Kiedy odjechała, przez chwilę nikt się nie odezwał. Ktoś położył talerz na stole. Ktoś inny spojrzał na zegarek. Muzyka już nie grała, mikrofon był spakowany, a atmosfera padła.

– Daj spokój, przecież wiesz, jaka ona jest – mruknął Adam, próbując złapać mój wzrok.

Tylko że ja nie miałam już siły słuchać tych tłumaczeń. Stałam w miejscu i myślałam tylko jedno: ciekawe, czy da się odzobaczyć własną teściową śpiewającą z zamkniętymi oczami i uniesioną ręką.

Teściowa nie uznawała granic

Kiedy ostatni goście wyszli, zostałam w ogrodzie sama. Adam krzątał się gdzieś w kuchni, ale ja nie miałam ochoty nikogo już widzieć. Zgarniałam ze stołu plastikowe kubeczki i pomarszczone od upału ogórki kiszone, w których nikt nie zdążył się zakochać. Cisza była tak gęsta, jakby nawet sam ogród postanowił zapomnieć, że przed chwilą odbył się tu istny koncert disco polo.

Nie płakałam. Nigdy nie płaczę z powodu takich rzeczy. Ale gdzieś w środku czułam ten znajomy ciężar – jakby ktoś przywiązał mi coś do serca i kazał z tym chodzić, uśmiechać się i sprzątać po cudzym chaosie.

Tak bardzo chciałam, żeby ten wieczór wypadł dobrze. Żeby był spokojny, bez dramatów, bez wybuchów, bez emocjonalnych bomb zrzuconych przez kogoś, kto uważa, że życie bez fajerwerków nie ma sensu. Tylko że niektórzy ludzie są jak te petardy – piękni i efektowni przez chwilę, a potem zostawiają po sobie tylko dym i spalone trawniki.

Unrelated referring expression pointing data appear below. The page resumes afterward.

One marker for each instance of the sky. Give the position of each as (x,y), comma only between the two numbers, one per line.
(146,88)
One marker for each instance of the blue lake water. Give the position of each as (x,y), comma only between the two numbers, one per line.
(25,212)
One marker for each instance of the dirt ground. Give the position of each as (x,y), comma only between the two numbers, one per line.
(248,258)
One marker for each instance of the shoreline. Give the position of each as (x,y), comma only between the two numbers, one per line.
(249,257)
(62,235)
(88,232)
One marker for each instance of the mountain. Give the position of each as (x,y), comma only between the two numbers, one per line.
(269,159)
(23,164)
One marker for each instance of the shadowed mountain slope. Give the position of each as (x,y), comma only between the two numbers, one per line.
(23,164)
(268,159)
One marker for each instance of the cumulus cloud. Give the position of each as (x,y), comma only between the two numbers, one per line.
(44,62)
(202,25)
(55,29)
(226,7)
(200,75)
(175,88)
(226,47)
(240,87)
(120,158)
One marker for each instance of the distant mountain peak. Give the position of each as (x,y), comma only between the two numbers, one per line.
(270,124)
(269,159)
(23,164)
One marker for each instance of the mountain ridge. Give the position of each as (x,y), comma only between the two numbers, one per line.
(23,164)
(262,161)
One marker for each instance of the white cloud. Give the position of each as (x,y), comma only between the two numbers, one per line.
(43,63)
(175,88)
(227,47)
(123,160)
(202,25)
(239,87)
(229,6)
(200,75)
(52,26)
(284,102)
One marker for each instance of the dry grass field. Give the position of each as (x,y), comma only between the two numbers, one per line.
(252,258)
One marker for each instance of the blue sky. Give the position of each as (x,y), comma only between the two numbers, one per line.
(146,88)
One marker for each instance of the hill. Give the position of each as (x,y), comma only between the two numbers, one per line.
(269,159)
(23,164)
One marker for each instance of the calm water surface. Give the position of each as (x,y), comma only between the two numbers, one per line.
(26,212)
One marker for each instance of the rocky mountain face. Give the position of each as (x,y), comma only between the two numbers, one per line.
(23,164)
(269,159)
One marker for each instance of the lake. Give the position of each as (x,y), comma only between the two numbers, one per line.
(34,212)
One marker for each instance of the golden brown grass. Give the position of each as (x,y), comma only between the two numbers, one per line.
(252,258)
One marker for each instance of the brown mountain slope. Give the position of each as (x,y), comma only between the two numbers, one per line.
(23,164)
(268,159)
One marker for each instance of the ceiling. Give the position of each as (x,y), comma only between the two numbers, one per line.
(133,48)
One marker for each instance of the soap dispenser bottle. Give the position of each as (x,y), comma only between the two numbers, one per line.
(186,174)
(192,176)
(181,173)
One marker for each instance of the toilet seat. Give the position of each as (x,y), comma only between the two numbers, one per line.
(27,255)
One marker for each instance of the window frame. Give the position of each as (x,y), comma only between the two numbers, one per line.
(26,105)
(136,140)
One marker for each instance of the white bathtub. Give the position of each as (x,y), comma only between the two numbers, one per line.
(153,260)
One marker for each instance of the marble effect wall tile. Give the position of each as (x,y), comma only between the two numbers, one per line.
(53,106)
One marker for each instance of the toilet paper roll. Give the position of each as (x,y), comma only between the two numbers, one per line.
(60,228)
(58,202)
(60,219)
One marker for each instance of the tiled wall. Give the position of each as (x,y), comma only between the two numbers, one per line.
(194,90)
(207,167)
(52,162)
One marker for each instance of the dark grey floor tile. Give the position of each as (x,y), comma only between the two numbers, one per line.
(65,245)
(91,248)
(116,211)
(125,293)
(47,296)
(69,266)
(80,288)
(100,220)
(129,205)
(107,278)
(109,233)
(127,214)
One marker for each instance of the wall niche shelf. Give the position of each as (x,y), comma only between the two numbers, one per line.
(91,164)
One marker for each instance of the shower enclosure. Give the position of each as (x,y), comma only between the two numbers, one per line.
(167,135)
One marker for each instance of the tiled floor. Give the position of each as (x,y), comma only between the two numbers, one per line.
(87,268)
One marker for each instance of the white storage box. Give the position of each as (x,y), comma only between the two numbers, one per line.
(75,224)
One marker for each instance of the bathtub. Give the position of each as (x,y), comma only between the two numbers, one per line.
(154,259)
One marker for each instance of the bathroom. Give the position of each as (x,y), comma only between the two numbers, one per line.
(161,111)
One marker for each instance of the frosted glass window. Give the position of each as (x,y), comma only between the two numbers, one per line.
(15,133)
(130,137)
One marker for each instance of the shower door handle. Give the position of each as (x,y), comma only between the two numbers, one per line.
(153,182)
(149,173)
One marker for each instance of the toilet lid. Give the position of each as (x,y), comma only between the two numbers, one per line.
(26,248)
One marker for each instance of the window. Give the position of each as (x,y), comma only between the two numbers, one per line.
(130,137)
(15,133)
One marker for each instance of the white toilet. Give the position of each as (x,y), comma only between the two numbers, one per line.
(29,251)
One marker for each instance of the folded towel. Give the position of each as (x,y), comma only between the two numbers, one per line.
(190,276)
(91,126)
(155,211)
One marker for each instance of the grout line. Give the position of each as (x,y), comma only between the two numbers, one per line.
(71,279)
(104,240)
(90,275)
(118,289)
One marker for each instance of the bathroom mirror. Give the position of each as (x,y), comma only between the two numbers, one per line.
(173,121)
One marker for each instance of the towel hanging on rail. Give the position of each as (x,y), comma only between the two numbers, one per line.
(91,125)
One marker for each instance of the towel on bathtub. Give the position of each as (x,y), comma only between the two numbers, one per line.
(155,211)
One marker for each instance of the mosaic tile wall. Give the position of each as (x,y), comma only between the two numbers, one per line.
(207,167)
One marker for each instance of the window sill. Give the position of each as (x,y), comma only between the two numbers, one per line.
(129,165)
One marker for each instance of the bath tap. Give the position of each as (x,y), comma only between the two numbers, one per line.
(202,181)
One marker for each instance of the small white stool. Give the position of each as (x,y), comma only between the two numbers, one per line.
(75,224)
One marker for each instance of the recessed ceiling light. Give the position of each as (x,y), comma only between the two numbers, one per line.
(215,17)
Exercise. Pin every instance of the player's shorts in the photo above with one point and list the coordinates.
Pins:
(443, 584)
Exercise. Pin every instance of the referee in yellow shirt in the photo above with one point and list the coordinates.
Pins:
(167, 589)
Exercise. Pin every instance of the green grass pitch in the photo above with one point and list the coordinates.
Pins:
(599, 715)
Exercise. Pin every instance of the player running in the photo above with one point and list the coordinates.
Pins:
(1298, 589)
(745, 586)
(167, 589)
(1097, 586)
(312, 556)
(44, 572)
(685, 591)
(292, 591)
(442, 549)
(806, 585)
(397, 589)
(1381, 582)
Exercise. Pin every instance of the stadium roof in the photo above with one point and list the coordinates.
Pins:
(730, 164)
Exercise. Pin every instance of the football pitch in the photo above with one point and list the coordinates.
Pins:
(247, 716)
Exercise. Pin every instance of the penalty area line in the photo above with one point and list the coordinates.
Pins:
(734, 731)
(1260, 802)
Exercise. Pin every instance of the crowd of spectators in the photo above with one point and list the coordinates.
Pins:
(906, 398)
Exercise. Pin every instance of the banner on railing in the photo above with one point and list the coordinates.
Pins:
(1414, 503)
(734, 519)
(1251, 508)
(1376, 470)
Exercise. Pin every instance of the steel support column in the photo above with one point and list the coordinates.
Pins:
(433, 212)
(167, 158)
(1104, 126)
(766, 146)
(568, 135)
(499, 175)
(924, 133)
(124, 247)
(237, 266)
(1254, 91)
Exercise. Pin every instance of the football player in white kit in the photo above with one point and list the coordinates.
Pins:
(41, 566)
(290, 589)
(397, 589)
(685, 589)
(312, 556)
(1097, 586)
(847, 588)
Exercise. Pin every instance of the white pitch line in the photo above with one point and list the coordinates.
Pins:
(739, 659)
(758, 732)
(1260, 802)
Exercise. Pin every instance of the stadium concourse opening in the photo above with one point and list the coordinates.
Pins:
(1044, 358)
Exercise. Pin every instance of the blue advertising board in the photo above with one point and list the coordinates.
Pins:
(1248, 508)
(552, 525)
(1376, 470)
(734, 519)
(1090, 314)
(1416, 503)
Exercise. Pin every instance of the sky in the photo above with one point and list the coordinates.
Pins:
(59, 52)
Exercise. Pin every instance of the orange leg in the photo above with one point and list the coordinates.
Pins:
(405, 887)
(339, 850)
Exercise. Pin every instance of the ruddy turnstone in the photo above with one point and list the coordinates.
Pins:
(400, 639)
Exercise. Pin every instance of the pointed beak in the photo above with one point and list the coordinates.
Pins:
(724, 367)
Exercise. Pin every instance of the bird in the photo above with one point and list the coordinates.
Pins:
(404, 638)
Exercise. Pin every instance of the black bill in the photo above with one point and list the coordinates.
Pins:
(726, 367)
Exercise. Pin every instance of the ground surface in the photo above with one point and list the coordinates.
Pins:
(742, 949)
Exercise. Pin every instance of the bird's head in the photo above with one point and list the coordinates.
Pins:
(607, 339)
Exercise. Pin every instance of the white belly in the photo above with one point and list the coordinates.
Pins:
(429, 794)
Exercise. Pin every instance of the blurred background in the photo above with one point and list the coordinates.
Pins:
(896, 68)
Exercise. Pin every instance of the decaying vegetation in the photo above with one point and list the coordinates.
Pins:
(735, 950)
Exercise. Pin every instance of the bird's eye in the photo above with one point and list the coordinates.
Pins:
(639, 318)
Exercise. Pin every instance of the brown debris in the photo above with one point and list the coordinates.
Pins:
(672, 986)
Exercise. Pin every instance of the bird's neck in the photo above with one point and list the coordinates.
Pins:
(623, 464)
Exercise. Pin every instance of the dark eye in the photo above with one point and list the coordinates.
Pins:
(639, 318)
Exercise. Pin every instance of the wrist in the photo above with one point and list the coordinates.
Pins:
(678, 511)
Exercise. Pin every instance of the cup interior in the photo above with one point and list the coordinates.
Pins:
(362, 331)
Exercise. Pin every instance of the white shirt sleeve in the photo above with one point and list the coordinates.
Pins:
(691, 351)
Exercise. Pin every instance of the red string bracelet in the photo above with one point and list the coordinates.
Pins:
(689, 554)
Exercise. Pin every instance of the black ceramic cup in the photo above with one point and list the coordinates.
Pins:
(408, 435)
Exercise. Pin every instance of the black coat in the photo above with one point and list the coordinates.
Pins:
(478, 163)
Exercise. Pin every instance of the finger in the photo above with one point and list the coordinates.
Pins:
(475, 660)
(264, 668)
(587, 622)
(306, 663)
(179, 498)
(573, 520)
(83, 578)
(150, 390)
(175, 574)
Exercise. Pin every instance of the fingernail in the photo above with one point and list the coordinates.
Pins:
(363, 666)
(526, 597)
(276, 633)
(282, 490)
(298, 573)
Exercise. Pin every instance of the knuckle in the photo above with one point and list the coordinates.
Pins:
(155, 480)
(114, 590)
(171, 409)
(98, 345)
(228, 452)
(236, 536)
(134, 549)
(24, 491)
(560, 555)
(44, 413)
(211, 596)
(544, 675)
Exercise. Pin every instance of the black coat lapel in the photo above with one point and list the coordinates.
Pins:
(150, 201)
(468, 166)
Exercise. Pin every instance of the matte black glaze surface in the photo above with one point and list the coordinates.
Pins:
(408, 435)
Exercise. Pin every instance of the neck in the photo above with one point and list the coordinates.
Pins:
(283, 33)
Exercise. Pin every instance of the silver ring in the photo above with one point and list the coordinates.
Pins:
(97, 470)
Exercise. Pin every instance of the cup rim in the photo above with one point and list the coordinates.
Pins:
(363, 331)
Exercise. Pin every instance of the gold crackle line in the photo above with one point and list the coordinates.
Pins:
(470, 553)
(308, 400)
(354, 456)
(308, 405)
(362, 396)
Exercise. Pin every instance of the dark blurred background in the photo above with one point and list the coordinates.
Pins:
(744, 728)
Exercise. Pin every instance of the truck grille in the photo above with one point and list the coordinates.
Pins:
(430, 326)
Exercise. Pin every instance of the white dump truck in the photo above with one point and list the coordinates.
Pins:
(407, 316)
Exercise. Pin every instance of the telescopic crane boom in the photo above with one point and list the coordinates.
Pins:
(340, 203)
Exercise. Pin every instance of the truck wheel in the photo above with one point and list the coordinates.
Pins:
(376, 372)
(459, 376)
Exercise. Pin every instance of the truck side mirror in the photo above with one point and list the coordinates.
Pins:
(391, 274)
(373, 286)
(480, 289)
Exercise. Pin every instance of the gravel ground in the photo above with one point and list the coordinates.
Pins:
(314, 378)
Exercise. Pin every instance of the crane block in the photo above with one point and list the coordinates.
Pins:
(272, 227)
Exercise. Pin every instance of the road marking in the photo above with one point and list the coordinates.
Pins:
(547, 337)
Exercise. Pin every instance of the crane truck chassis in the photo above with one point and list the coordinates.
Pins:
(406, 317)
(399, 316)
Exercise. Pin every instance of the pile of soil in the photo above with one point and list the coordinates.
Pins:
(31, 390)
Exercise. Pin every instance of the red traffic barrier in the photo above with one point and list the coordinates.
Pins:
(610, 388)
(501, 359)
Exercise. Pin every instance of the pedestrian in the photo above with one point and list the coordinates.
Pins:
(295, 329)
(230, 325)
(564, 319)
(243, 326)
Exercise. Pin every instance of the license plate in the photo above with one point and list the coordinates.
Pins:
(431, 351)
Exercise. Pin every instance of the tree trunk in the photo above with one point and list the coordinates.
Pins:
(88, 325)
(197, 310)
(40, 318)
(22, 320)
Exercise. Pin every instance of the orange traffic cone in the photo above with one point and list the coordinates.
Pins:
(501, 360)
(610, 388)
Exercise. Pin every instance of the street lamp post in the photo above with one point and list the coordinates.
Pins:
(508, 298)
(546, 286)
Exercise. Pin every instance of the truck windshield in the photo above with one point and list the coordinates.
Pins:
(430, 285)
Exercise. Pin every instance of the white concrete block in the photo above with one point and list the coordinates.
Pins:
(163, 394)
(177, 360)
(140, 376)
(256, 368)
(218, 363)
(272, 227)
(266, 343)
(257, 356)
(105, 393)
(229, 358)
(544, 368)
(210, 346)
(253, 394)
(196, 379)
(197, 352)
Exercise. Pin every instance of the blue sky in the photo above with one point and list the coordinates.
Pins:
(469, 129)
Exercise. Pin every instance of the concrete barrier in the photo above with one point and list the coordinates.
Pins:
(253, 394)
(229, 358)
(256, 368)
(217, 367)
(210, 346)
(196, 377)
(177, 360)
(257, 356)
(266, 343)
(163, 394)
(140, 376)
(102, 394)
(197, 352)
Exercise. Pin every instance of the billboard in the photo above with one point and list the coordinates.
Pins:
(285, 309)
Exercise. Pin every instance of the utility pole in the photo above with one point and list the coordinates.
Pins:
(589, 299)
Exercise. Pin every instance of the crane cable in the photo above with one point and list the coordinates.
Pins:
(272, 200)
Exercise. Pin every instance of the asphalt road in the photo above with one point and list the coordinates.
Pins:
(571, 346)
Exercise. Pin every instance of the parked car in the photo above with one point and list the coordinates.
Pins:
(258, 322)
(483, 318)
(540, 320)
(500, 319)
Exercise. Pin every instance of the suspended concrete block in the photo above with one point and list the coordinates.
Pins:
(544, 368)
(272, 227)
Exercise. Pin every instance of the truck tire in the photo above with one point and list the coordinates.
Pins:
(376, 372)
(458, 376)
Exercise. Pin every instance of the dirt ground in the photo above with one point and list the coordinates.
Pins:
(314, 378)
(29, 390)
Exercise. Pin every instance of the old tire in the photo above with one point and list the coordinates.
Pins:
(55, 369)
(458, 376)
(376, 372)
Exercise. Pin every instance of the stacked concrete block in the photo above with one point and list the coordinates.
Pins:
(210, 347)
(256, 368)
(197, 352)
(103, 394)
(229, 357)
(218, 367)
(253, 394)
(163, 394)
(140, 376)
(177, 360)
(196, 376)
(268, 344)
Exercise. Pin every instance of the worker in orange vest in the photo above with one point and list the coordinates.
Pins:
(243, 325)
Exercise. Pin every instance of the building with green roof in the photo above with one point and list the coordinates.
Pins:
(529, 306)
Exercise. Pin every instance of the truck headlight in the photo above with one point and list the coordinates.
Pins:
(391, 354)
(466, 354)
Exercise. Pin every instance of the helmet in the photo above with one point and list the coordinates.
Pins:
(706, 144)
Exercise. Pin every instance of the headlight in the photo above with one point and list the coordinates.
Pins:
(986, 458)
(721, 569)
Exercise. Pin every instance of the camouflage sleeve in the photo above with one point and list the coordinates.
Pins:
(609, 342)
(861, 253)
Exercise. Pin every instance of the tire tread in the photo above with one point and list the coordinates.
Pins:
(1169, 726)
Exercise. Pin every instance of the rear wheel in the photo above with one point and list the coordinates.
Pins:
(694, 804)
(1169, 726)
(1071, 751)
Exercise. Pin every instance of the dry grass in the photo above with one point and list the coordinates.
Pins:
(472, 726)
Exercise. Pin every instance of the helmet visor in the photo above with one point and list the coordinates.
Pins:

Czasem się zastanawiam, czy naprawdę można mieć dobre relacje z kimś, kto nie uznaje granic. Kto bierze każdą odmowę jako atak, każde „nie” jako osobistą obrazę. Kto nie rozumie, że czasem najpiękniejsze momenty są ciche, zwyczajne. Bez mikrofonu. Bez sceny.

Zebrałam ostatnią serwetkę i zgasiłam lampiony. W tle ktoś z sąsiadów zaczął grać na gitarze. Cicho, bez słów.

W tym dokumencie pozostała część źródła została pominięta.